Story
In December 2021, my older sister Tiffany chose to fight for her life after a devastating ovarian cancer diagnosis at the age of 42. After undergoing several grueling rounds of chemo and a life-saving surgery to remove the tumor (aka Barry, as my sister hilarious named it), she was told by her medical team in May 2022 that she was in remission. While Chris and Tiffany celebrated this moment with loved ones on their 10th wedding anniversary, just five months of remission ended when the my sister had learned that the cancer had returned. CT scans showed that it was in her lower intestinal wall and CA-125 blood tests were alarmingly high, suggesting that it was far more aggressive this time.
A year later and several procedures in, including two forms of chemo, my sister's life changed as Barry tried to take everything from her and those that love her. She had been in and out of the hospital nearly every month since the cancer returned, refusing to give up as Barry tried to steal her life. Heartbreakingly, it was not long after this news that we all learned that the various treatments and procedures my sister was doing to live a full life were having little to no effect. Tiff's medical team informed her that her condition was terminal. She was presented with two options: enter hospice where her comfort would be prioritized or try returning to the original chemo treatment that gave her five months of remission, all in the hopes of having just a little more time.
My sister chose to begin chemo again, hoping that it would keep the cancer at bay and allow her more time to create memories with the things and people she loved most in this world. It was not a cure, but it was something. Tiff wanted to spend more time with her husband Chris, with her family, and with the chosen family she had in her friends. She wanted to be able to ride her horse Chip some more and get wet nose boops from her 140lbs Great Dane pup, Quin. Tiff wanted to travel, even if that meant just a camping trip a couple hours away, and take in the beauty that she somehow continued to see even when faced with the reality of a terminal illness.

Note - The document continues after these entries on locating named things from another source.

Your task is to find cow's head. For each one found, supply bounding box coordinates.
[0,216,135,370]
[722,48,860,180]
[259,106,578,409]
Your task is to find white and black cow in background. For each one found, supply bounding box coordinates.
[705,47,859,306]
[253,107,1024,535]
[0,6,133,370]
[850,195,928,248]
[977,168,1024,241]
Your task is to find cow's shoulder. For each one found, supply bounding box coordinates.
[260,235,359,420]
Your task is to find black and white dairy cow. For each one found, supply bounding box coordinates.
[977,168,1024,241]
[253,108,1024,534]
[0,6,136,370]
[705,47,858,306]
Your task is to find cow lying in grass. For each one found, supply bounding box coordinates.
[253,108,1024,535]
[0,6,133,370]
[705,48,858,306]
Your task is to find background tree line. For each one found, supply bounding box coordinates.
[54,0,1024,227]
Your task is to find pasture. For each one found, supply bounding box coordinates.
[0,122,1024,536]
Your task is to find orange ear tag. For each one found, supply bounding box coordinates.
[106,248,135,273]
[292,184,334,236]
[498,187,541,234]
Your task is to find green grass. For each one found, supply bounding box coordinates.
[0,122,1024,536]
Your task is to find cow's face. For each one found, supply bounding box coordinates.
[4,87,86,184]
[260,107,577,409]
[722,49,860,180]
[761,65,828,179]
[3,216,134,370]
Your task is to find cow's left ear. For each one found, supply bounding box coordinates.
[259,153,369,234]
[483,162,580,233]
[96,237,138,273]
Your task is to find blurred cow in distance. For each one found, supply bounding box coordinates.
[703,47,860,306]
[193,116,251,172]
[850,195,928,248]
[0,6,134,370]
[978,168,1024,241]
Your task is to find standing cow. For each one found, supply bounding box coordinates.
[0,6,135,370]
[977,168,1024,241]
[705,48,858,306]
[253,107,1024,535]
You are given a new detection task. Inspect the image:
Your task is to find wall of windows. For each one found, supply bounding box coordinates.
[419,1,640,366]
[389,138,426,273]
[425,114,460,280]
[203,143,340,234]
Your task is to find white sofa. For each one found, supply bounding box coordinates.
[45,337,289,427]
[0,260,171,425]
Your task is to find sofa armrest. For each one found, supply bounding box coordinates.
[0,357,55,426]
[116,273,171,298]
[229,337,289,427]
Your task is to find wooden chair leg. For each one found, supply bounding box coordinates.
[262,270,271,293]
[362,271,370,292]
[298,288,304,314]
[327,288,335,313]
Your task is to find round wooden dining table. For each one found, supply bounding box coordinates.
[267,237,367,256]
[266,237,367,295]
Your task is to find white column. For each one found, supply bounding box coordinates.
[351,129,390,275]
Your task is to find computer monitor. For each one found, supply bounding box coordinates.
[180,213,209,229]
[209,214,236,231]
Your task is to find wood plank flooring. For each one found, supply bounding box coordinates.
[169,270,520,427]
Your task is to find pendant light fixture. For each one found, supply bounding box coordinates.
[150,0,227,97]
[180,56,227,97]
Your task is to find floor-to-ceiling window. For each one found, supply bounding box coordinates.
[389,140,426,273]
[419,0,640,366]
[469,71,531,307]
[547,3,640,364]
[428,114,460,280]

Thankfully, Tiff's choice to use chemo treatments to give her a little more time on this Earth worked. We were all gifted a couple more months with her that I do not believe she would have had otherwise. I am so thankful for that time and for the ability to have been able to make memories with her over those last couple months. We all are. I am also deeply heartbroken that, in March 2024, her body was left weakened after developing COVID and she was taken to the hospital. My sister had already been through more than anyone deserved and she was tired. Tired of constant hospital admissions, of the continuous pain, and of not being able to return to the life she hoped would be waiting for her.
After a couple weeks in the hospital, she had stabilized enough to be released as spring had begun and went back to the comfort of her home in April. She did so with the intent of entering hospice and seemed to feel comfort in knowing she could remain at her home, surrounded by her husband and critters that loved her so much. A couple weeks since being discharged, my sister made the official decision to enter hospice. The reality of this decision was devastating, while also seeming to be a decision that brought Tiff peace. She wanted respite after so many years of trying to come out the otherside healthy. We were all devastated by this choice and, myself personally, tried to take comfort in the thought that this allowed her the most autonomy from a disease that had all but taken her ability to make her own choices. On May 10th, 2024, Tiff passed away. She was surrounded by those who loved her and wished her to finally have the peace she not only wished for, but so deserved.
No one should have to be as strong as my sister had to be. No one should have to fight so hard for the hope of having a future, let alone for just a little more time to experience the world. A few days before she passed, I remember Tiff tearfully telling me that she hoped something positive could come from her pain. That she wished for her memory to live on not just in those who cherished the remarkable human being she was and is, but also in a way that could help those who were trying to navigate a similar reality with cancer. For this reason, I have partnered with St. Luke's to raise as much as possible for their Oncology department through my participation in the St. Luke's D&L Marathon. Set to take place on November 10th, 2024, I will be checking off my fourth marathon with this one and doing so just a month after finishing my third Chicago Marathon.
Before my sisters illness, my motivation for running was solely for my own mental health and for the sense of strength gained from tacking on the miles. With my sisters diagnosis and passing, she became my motivation. I run because Barry took away my sisters ability to do all the activities that brought her joy and and sense of belonging in this world - hiking, horseback riding, gardening. I run because I am lucky enough to have a body that allows me to do so, knowing full well that there are many who do not and wish they could. And I run in hopes that my sister is with me, in spirit, for every step.
I hope you and those you know will help me in remembering the beauty that is my sister Tiffany. With an ambitious goal set at $15,000 for St. Luke's, my desire is to be able to give as much as possible to them so that they can help as many as possible. No amount is too small and every small movement forward helps. I thank you all, regardless of if you knew my sister personally or not, for your help in making my sister's wish to help others diagnosed with cancer a reality.